Furthermore, the National Assembly does not have the powers required to make or remake any Constitution. Such powers belong to the indigenous ethnic nationalities, flowing from their Sovereignty, currently suppressed by the 1999 Constitution. So, copying the correct pattern used before Independence in creating the then Federation of Nigeria, today these are the steps to resolve the predicament Nigeria is in:

Given that each indigenous ethnic nationality has an inalienable right to Self-determination in their ancestral land, they decide amongst themselves who gets to be included in the culturally-compatible Blocs they can form together (comparable to the Regions of the past).

Once the Blocs have formally agreed their ethnic make-up, and WITH their regional Constitutions, each Bloc would then decide which of the other Blocs (if any), they want to be in a Union with, ie that they will be Federating with. As was done by the three Regions between 1957 and 1959 ahead of the Lancaster House Conferences of 1959.

Thus, already having their regional Constitutions, if the Blocs decide to Federate, they would determine how much Self-determination they keep within their Bloc, and how much responsibilities they would cede to a Federal Government. The Blocs would negotiate and agree on the terms of Federating into one political Union, as was done at the Lancaster House Conferences. 

Referendums and Plebiscites would be used to ratify and legitimize decisions at appropriate stages. 

It is the refusal by all Governments since 1970 to apply this simple pre-Independence type procedures that is responsible for the miseries coming out of Nigeria’s fraudulent constitutional arrangements. Now, we turn to how to do it.

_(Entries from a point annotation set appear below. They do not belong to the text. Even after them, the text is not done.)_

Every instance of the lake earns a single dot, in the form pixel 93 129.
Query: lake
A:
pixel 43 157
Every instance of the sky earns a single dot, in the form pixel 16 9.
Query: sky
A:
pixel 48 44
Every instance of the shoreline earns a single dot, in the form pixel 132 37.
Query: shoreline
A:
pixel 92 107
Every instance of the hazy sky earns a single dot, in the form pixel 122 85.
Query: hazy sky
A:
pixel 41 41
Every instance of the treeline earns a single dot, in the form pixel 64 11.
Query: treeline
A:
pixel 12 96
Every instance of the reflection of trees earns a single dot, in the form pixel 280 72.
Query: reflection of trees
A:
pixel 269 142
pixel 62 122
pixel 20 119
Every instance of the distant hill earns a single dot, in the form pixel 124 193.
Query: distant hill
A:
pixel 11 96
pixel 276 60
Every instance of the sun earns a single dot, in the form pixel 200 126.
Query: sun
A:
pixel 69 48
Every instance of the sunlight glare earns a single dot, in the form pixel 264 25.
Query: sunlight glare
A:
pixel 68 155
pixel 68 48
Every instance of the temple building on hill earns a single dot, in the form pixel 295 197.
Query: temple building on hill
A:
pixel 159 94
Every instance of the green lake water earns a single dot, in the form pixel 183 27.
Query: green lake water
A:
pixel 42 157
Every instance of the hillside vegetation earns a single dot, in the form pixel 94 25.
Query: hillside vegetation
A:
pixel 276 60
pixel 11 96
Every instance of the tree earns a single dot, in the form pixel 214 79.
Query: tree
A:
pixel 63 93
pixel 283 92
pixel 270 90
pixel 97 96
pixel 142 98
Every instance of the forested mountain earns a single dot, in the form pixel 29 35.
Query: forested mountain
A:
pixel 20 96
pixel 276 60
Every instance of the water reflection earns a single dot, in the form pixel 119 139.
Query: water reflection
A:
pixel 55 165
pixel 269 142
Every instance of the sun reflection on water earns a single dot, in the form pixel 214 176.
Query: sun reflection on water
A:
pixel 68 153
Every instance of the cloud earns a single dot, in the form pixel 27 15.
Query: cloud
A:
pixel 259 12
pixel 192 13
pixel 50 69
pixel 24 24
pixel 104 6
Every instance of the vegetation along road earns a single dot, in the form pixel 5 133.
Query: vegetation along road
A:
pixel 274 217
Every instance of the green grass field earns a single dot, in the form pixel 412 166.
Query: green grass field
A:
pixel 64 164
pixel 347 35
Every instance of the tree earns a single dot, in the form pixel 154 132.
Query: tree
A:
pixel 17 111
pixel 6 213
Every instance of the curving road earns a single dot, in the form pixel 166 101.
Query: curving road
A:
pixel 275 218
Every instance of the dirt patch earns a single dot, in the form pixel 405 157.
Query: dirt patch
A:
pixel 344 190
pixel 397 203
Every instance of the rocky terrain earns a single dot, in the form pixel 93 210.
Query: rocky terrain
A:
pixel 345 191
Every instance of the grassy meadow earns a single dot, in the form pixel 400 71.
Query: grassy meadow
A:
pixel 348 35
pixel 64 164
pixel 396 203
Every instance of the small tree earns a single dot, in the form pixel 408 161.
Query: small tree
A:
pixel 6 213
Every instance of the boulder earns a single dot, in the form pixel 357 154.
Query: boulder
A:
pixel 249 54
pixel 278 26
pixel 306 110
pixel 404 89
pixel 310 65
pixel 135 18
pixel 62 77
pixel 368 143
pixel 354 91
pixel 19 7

The best guide is to look at how South Africa ended their Apartheid Constitutional Order when they were at the very situation Nigeria has now arrived. South Africa’s Government announced a definitive plan to terminate the operations of the Apartheid Constitution, and immediately set in motion the transitioning process called CODESA, which midwifed the processes that birthed the wholesale replacement of the repudiated Apartheid Constitution. 

Nigeria is now a Disputed Project so nothing can be built on it. The way forward is a Formal Announcement suspending the 2023 Elections, together with the immediate initiation of a time-bound Transitioning Process using the balance of the present Government’s tenures.

Ndidi Uwechue is a British citizen with Igbo heritage from the Lower Niger Bloc. She is a retired Metropolitan (London) Police Officer, she is a signatory to the Constitutional Force Majeure, and she writes from Abuja.